Después de comer, los amigos se marcharon para tener tiempo de vestirse antes de la boda.

Al quedar solo y recordar la conversación de aquellos solterones, Levin se preguntó una vez más si existía en su alma algún sentimiento de dolor por la libertad que perdía y del que ellos hablaban tanto, y sonrió al formularse aquella pregunta. «¡Libertad! ¿Para qué quiero la libertad? La dicha consiste en amar y desear, y pensar con los sentimientos de ella, es decir, en no tener libertad alguna. ¡Eso es la felicidad!»

«Pero, ¿acaso conoces sus pensamientos y deseos?» , murmuró una voz en su interior.

La sonrisa desapareció de su rostro y Levin quedó pensativo. De repente le invadió una extraña sensación de temor y de duda, una duda que se extendía a todas las cosas. «¿Y si ella no me quiere y se casa sólo por casarse? ¿Y si ella misma no sabe lo que se hace?» , se preguntaba. «¿Y si sólo se da cuenta después de casarse conmigo de que no me quiere ni me puede querer?»

Y los peores y más extraños pensamientos acerca de Kitty invadieron su cerebro. Sentía celos de Vronsky, como hacía un año, como si la velada en que la había visto con él hubiera sido el día antes.

Sospechaba que ella no le había dicho todo lo que tenía que decirle.

Se levantó precipitadamente.

«No, es imposible quedar así», se dijo, desesperado. «Voy a verla y le preguntaré por última vez. Le diré: "Aún somos libres... ¿No valdría más suspenderlo todo? Esto sería mejor que la infelicidad eterna, la deshonra, la infidelidad"...»

Con el corazón dolorido, enojado contra todos, contra sí mismo y contra ella, salió del hotel y se dirigió a casa de su novia.

La encontró en las habitaciones posteriores, sentada sobre un baúl, dando órdenes a una muchacha y revolviendo montones de multicolores vestidos puestos sobre los respaldos de las sillas y tirados por el suelo.

–¡Oh! –exclamó Kitty, radiante de alegría al verle–. ¿Cómo? Tú... usted –hasta aquel último día le había hablado indistintamente de «usted» y de «tú» –. No te esperaba. Estoy repartiendo mis vestidos de soltera, mirando a quién puedo regalárselos...

–Muy bien –dijo él mirando súbitamente a la muchacha.
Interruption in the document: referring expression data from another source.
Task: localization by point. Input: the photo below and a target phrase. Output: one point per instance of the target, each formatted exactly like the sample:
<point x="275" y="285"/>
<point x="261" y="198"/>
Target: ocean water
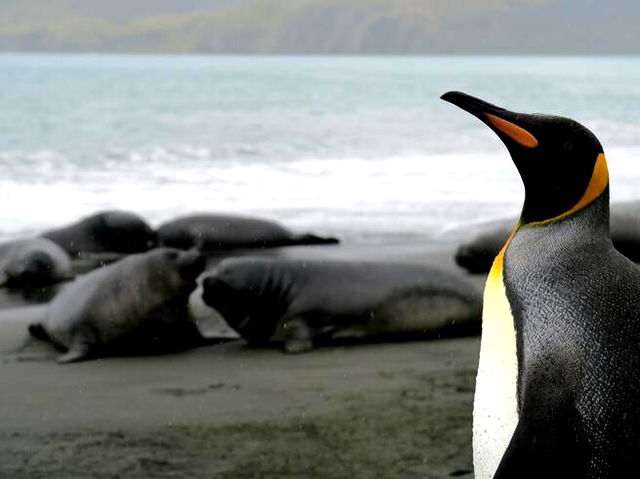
<point x="358" y="147"/>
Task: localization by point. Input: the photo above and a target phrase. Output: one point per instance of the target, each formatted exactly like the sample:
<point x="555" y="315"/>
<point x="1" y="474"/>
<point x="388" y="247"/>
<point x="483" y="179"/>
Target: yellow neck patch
<point x="597" y="185"/>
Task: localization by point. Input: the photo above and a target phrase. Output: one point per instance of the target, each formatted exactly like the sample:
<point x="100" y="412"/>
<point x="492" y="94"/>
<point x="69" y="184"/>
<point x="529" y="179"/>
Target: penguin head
<point x="561" y="162"/>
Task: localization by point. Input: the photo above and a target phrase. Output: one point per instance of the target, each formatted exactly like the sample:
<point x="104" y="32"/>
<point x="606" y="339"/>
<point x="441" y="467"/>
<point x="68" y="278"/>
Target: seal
<point x="558" y="383"/>
<point x="33" y="262"/>
<point x="477" y="255"/>
<point x="136" y="305"/>
<point x="105" y="232"/>
<point x="301" y="303"/>
<point x="211" y="232"/>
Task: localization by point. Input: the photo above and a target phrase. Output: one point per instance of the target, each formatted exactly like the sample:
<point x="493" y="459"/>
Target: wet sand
<point x="367" y="411"/>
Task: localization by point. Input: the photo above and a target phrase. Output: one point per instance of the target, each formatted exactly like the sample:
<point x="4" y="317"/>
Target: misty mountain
<point x="321" y="26"/>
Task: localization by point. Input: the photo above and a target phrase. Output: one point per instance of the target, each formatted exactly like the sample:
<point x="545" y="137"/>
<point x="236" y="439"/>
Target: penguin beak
<point x="501" y="121"/>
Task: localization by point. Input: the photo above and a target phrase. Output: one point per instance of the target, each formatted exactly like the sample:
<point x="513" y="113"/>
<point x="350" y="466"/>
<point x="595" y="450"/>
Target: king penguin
<point x="558" y="386"/>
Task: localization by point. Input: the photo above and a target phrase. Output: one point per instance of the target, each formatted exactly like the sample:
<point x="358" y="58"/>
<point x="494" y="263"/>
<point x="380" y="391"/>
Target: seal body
<point x="136" y="305"/>
<point x="302" y="303"/>
<point x="33" y="262"/>
<point x="210" y="232"/>
<point x="105" y="232"/>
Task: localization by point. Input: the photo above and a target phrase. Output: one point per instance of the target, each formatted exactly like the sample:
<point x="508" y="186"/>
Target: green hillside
<point x="310" y="26"/>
–Sal, Duniascha... Ya te llamaré cuando... –ordenó Kitty–. Pero, ¿qué te pasa? –preguntó, continuando decididamente su tuteo después de que la criada hubo salido. Ella veía la extraña expresión de su rostro, agitado y sombrío, y tuvo miedo.

–Kitty, sufro mucho y no puedo soportarlo solo... –repuso Levin, con desesperación, deteniéndose ante ella y mirándola suplicante.
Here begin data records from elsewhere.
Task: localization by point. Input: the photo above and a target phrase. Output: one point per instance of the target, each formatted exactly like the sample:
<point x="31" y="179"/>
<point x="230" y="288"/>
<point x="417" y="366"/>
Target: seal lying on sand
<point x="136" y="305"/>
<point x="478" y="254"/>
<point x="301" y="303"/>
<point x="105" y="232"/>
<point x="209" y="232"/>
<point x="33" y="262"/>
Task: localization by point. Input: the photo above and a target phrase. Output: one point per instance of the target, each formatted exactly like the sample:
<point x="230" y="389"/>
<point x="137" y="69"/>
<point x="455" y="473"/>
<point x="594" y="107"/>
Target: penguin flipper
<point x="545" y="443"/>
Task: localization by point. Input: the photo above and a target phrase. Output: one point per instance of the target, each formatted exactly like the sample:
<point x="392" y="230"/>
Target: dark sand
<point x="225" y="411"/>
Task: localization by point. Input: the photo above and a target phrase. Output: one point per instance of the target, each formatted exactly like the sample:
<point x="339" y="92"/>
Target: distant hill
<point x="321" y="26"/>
Veía bien, por la mirada franca y cariñosa de su novia que no le saldría nada de lo que quería decirle, pero necesitaba que ella misma le sacase de dudas.

–He venido a decirte que todavía estamos a tiempo, que aún es posible deshacer y arreglar...

–¡No lo comprendo! ¿Qué te pasa?

–Lo que te he dicho mil veces y no puedo dejar de pensar: que no te merezco... No es posible que consientas en casarte conmigo. Piénsalo bien. Te has equivocado, no puedes amarme... Vale más que me lo digas –seguía Levin sin mirarla–. Seré desgraciado. Que diga lo que quiera la gente; todo será preferible a la infelicidad. Mejor será que lo hagamos ahora que estamos todavía a tiempo.

–No te comprendo –repuso Kitty asustada–. ¿Es posible que quieras renunciar y que no... ?

–Sí, si no me amas.

–¿Estás loco? ––exclamó ella enrojeciendo de indignación.

Pero el rostro de Levin inspiraba en aquel momento tanta compasión que Kitty, conteniendo su enojo, quitó los vestidos de la butaca y se sentó a su lado.

–¿Qué piensas? Dímelo todo.

–Pienso que no puedes amarme. ¿Por qué me habrías de amar?

–¡Dios mío! ¿Qué puedo decir? –exclamó Kitty llorando.

–¡Oh! ¿Qué he hecho? –se lamentó Levin. Y arrodillándose ante ella le besó las manos.

Cuando cinco minutos después entró la Princesa en la habitación los halló reconciliados por completo. No sólo Kitty aseguró a su novio que le quería, sino que, al preguntarle el motivo de que le quisiera, se lo explicó. Le dijo que le quería porque le comprendía plenamente, porque sabía cuáles eran sus anhelos y porque sabía también que todo lo que él anhelaba era justo.

A Levin la explicación le pareció bastante clara. Cuando la Princesa entró en la estancia, los dos estaban sentados al borde del baúl revisando los trajes y discutiendo a propósito de si la joven debía regalarle a Duniascha el vestido de color castaño que llevaba cuando Levin se le declaró, o si, como quería él, no debía regalar a nadie aquel vestido y regalar a la muchacha el azul.

–¿No comprendes que Duniascha es morena y no le sentaría bien el azul? Ya lo he pensado todo.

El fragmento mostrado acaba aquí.